In condizioni fisiologiche l’aumento della pressione endocavernosa
e della tensione di ossigeno durante l’erezione stimola
le cellule endoteliali del tessuto aureolare a produrre ossido
nitrico, attivando la cascata di eventi che conduce al rilassamento
delle cellule muscolari lisce dei corpi cavernosi e all’instaurarsi
dell’erezione.
Le proprietà meccaniche del tessuto erettile sono peraltro
correlate alle sue caratteristiche strutturali. In condizioni
normali il collagene, costituente fondamentale del tessuto interstiziale,
rappresenta circa il 50% del tessuto erettile.
Un’aumentata concentrazione di tessuto fibroso determina
la perdita di contatti fra le giunzioni intercellulari delle
cellule muscolari lisce con riduzione dell’espandibilità
cavernosa. Le condizioni in grado di modificare la quantità
della componente fibrosa nel tessuto erettile sono state oggetto
di numerose ricerche. Studi in vitro hanno dimostrato che
cellule muscolari di corpi cavernosi esposte ad alte tensioni
di ossigeno producono prostaglandine E. Altri autori hanno ipotizzato
che le prostaglandine E endogene esercitino un feedback negativo
sulla sintesi di svariate citochine, tra cui il TGF-beta 1 in
grado di stimolare le cellule muscolari lisce del tessuto erettile
a sintetizzare collagene: anche questo meccanismo appare regolato
dai livelli di ossigeno nel tessuto cavernoso.

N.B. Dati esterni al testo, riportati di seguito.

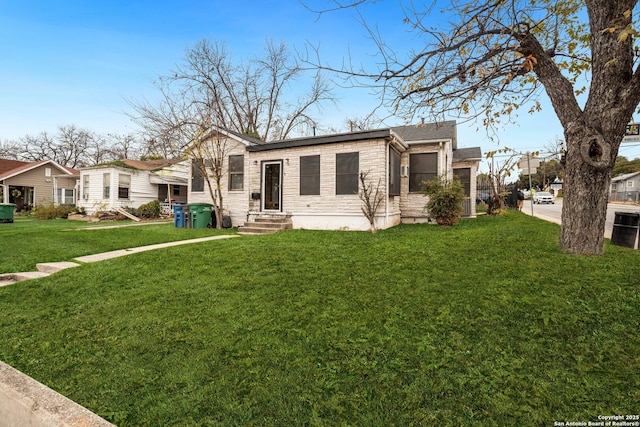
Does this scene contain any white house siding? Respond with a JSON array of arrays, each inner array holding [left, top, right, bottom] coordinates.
[[188, 139, 250, 227], [77, 167, 158, 215], [245, 139, 400, 230], [4, 164, 68, 206], [453, 161, 478, 218], [400, 141, 453, 224]]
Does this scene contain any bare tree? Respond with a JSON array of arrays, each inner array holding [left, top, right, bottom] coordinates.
[[5, 125, 141, 168], [358, 171, 385, 233], [308, 0, 640, 254], [485, 147, 522, 215], [130, 40, 333, 157], [0, 140, 21, 160], [187, 126, 230, 228]]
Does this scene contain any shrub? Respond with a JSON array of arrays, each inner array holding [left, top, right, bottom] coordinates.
[[136, 200, 160, 218], [422, 175, 465, 225]]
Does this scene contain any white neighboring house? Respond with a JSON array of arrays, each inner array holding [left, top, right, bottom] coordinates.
[[77, 159, 190, 215], [0, 159, 79, 211], [188, 121, 481, 230]]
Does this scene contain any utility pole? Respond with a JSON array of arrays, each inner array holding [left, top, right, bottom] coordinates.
[[527, 151, 533, 216]]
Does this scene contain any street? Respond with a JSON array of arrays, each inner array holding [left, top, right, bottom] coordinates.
[[522, 199, 640, 239]]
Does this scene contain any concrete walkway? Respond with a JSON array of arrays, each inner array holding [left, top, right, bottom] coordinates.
[[0, 234, 239, 286]]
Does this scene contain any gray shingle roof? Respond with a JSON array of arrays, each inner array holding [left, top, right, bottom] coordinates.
[[247, 129, 391, 151], [453, 147, 482, 162], [392, 120, 457, 150]]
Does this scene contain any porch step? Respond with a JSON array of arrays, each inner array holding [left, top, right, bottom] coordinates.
[[238, 216, 293, 235]]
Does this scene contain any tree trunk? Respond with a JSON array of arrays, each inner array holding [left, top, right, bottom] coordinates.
[[560, 135, 613, 254]]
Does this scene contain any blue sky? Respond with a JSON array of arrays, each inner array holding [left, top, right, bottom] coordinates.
[[0, 0, 640, 169]]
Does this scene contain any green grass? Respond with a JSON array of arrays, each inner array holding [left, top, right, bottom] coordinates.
[[0, 216, 640, 426], [0, 217, 233, 274]]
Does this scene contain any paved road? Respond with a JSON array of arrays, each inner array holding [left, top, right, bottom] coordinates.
[[522, 199, 640, 239]]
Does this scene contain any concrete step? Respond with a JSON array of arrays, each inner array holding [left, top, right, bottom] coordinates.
[[254, 216, 291, 224], [243, 221, 293, 230], [238, 216, 293, 235], [238, 226, 284, 235]]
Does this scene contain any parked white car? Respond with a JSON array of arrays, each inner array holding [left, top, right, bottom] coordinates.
[[533, 191, 555, 204]]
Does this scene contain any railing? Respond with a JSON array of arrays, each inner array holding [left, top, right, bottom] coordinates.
[[160, 202, 180, 216], [462, 197, 472, 216]]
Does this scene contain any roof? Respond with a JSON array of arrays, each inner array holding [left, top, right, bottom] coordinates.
[[0, 159, 80, 179], [83, 159, 184, 172], [247, 128, 397, 152], [392, 120, 458, 150], [453, 147, 482, 162], [0, 159, 30, 176], [121, 159, 184, 171]]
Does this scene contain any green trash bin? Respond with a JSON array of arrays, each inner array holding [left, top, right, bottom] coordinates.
[[0, 203, 16, 222], [189, 203, 213, 228]]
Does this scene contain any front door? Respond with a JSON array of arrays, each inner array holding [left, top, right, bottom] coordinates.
[[262, 161, 282, 212]]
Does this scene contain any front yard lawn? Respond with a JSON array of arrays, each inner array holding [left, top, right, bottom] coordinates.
[[0, 216, 640, 426], [0, 217, 234, 274]]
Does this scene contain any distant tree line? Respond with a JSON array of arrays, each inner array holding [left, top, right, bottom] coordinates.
[[0, 125, 154, 168]]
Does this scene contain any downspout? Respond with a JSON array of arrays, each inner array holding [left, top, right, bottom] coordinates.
[[384, 137, 393, 228]]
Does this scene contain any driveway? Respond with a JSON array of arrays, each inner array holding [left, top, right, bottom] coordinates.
[[522, 199, 640, 239]]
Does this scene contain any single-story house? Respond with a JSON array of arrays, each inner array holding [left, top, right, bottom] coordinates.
[[609, 172, 640, 202], [77, 159, 190, 214], [0, 159, 80, 211], [188, 121, 481, 230]]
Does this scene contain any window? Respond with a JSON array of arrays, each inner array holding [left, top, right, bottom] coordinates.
[[191, 159, 204, 191], [336, 152, 360, 194], [102, 173, 111, 199], [58, 188, 73, 205], [409, 153, 438, 192], [82, 175, 89, 200], [389, 147, 400, 196], [300, 154, 320, 196], [453, 168, 471, 197], [229, 154, 244, 191], [118, 173, 131, 199]]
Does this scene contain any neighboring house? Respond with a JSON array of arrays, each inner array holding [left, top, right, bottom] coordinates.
[[609, 172, 640, 202], [0, 159, 79, 211], [189, 121, 481, 230], [77, 159, 189, 214]]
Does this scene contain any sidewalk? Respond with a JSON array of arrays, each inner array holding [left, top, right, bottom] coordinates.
[[0, 234, 239, 286]]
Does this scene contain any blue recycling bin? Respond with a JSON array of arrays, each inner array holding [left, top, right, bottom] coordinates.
[[173, 205, 184, 228], [180, 205, 192, 228]]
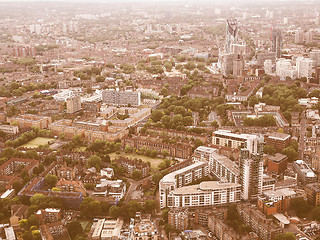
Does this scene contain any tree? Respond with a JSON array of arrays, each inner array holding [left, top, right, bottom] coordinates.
[[144, 200, 157, 213], [132, 170, 142, 180], [249, 96, 259, 107], [151, 110, 163, 122], [150, 150, 158, 158], [121, 201, 142, 218], [281, 145, 298, 162], [67, 221, 83, 239], [152, 172, 163, 185], [96, 75, 105, 82], [311, 207, 320, 221], [44, 174, 58, 188], [161, 115, 172, 129], [109, 206, 120, 218], [211, 121, 219, 128], [263, 145, 276, 155], [22, 231, 33, 240], [290, 198, 311, 218], [124, 144, 132, 153], [275, 232, 296, 240], [88, 155, 102, 170], [28, 214, 39, 226], [19, 219, 28, 229], [12, 181, 23, 193], [30, 226, 39, 231], [162, 150, 169, 158], [31, 230, 42, 240]]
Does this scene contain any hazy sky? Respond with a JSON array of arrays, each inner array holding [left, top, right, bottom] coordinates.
[[0, 0, 310, 3]]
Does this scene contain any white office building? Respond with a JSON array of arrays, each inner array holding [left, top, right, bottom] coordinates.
[[263, 59, 272, 75], [212, 130, 264, 153], [167, 181, 241, 208], [276, 58, 297, 81], [159, 161, 209, 208], [296, 57, 313, 78], [239, 147, 263, 200]]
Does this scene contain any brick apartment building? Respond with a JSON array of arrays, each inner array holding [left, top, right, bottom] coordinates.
[[35, 208, 62, 224], [0, 158, 39, 176], [304, 183, 320, 206], [115, 157, 150, 178], [168, 208, 189, 231], [264, 132, 291, 152], [122, 136, 192, 159], [7, 114, 52, 129], [49, 119, 129, 142]]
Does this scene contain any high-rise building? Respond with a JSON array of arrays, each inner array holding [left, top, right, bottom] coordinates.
[[309, 50, 320, 67], [271, 29, 282, 58], [294, 30, 304, 43], [66, 95, 81, 113], [168, 208, 189, 231], [212, 130, 263, 153], [167, 181, 241, 208], [296, 57, 313, 78], [233, 54, 244, 76], [263, 59, 272, 75], [314, 67, 320, 84], [225, 19, 238, 53], [239, 143, 263, 200], [220, 53, 234, 76]]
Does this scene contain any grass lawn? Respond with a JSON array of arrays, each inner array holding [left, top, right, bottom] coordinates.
[[109, 152, 163, 170], [21, 137, 54, 148], [80, 221, 89, 231]]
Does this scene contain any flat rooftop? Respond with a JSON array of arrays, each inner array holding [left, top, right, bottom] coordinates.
[[161, 161, 207, 182], [173, 181, 241, 195]]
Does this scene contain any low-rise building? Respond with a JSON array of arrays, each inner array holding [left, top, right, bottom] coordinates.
[[114, 157, 150, 178], [56, 178, 87, 196], [212, 130, 263, 153], [130, 217, 160, 240], [293, 160, 317, 185], [88, 218, 123, 240], [168, 208, 189, 231], [7, 114, 52, 129], [304, 183, 320, 206], [0, 158, 39, 176], [49, 119, 129, 142], [237, 203, 283, 240], [102, 89, 141, 106], [167, 181, 241, 208], [257, 188, 297, 216], [208, 213, 239, 240], [122, 135, 192, 159], [9, 205, 29, 227], [35, 208, 62, 224], [268, 153, 288, 174], [159, 161, 209, 208], [100, 168, 114, 179], [92, 179, 126, 202], [264, 132, 290, 152], [4, 227, 16, 240], [0, 124, 19, 135]]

È possibile quindi che condizioni di ipossia cronica
possano, attraverso tali meccanismi, essere responsabili di
una alterazione strutturale in senso fibrotico del tessuto erettile,
cui consegue un’alterata compliance del tessuto cavernoso
e deficit erettile da disfunzione caverno-occlusiva.
Allo stesso modo la durata del deficit erettile preoperatorio
potrebbe modificare l’assetto strutturale del tessuto erettile
deteriorandone le qualità funzionali.
Tali meccanismi, se confermati, renderebbero in parte ragione
del frequente riscontro di anastomosi dotate di buona potenza
in sede di by-pass arterioso e di concomitanti risultati funzionali
in termini di performance sessuale non ottimali.